Biological sequences like DNA are encoded using a vocabulary of four symbols (A, C, T, G) representing nucleic acids. These sequences are converted into a Transformer-compatible format by a tokenizer, which generates a list of tokens for any given input. Since these models were initially developed for applications in natural languages, the most prevalent forms of tokenization are sentence-piece or word-piece, where the language vocabulary is built using natural ideas like words or syllables. In the absence of typical indicators of linguistic order in DNA, like spaces and punctuation, these tokenization schemes use statistical techniques to determine the “words” that make up the vocabulary of the input sequences. A few examples of previously used tokenizers are: k-mer (Ji et al. 2021), SentencePiece (Dalla-Torre et al. 2023), and byte-pair encoding (BPE) (Fishman et al. 2023) tokenization.

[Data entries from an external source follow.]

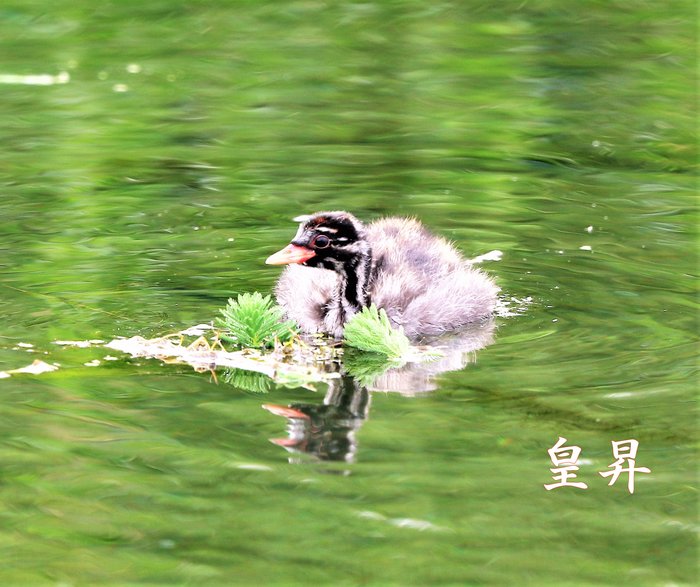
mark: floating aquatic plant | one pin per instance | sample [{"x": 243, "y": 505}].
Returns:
[
  {"x": 370, "y": 330},
  {"x": 254, "y": 321},
  {"x": 248, "y": 380}
]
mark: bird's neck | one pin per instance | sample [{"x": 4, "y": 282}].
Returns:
[{"x": 352, "y": 293}]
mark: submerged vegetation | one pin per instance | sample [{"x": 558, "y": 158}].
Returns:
[
  {"x": 255, "y": 346},
  {"x": 371, "y": 331},
  {"x": 254, "y": 321}
]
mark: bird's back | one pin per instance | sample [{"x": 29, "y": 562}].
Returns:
[{"x": 423, "y": 282}]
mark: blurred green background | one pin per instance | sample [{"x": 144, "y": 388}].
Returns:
[{"x": 146, "y": 180}]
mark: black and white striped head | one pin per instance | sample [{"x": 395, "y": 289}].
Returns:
[{"x": 332, "y": 240}]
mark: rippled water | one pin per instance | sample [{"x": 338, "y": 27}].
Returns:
[{"x": 146, "y": 180}]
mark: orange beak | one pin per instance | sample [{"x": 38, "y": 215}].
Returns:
[{"x": 290, "y": 254}]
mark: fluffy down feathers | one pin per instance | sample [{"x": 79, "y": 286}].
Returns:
[{"x": 420, "y": 280}]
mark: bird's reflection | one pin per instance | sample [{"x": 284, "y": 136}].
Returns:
[{"x": 328, "y": 431}]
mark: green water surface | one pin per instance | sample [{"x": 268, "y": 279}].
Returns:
[{"x": 147, "y": 182}]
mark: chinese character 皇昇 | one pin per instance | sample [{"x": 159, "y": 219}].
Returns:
[
  {"x": 624, "y": 451},
  {"x": 564, "y": 459}
]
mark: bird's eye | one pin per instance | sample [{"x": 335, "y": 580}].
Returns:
[{"x": 321, "y": 242}]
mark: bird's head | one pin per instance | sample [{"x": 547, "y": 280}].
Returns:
[{"x": 331, "y": 240}]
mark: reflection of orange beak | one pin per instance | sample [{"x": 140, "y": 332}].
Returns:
[
  {"x": 290, "y": 254},
  {"x": 286, "y": 412}
]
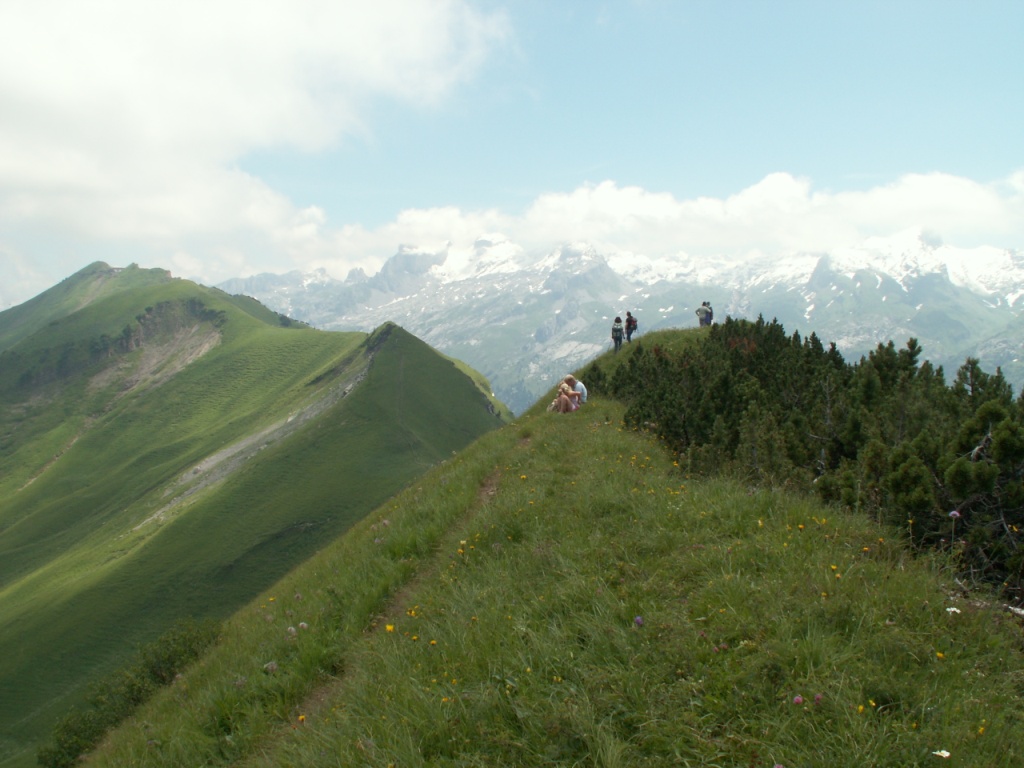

While such techniques identify optimal encoding methods by constructing tokens having multiple base pairs, they are vulnerable to any type of noise present in the sequence. A single variation in a base pair will result in the fragment being mapped to a completely different word in the vocabulary, resulting in an outsized impact from a small perturbation (Dotan et al. 2024). We use a simplified tokenization scheme where each character corresponds to a single token, resulting in a longer average tokenized length, but more resilience to the variations mentioned above.

1.2 Our contributions

In this article, we develop the Ensemble Nucleotide Byte-level Encoder-Decoder (ENBED) Transformer, a foundation model that analyzes nucleotide sequences with Transformers using byte-level tokenization and an encoder–decoder model. This implementation bridges the gap between existing models that are either encoder-only or decoder-only implementations and presents the possibility of sequence-to-sequence analysis tasks. Using sliding-window and global attention we obtain a subquadratic implementation of attention, and demonstrate the performance improvements over dense attention. The foundation model is pretrained using an ensemble of high-quality reference genomes from NCBI RefSeq, including the telomere-to-telomere assemblies of Human and Maize DNA, data from the 1000 Genomes Project and a mix of widely studied organisms like E. coli, D. melanogaster, M. musculus, and P. vivax (Sec 6). This process is implemented by giving the model a self-supervised goal of internalizing the structure of the language of nucleotide sequences.

ENBED is built using a byte-level tokenizer. In order to avoid the issues created by single nucleotide variants and their downstream impacts, we side-step the problem of determining the tokenization scheme entirely by working with single nucleotides as tokens. This leads to increased computational costs, but grants resilience to the types of variations and noise commonly encountered in DNA sequences. In order to offset the impact of increased computations, we implement subquadratic attention layers in order to scale up the model efficiently.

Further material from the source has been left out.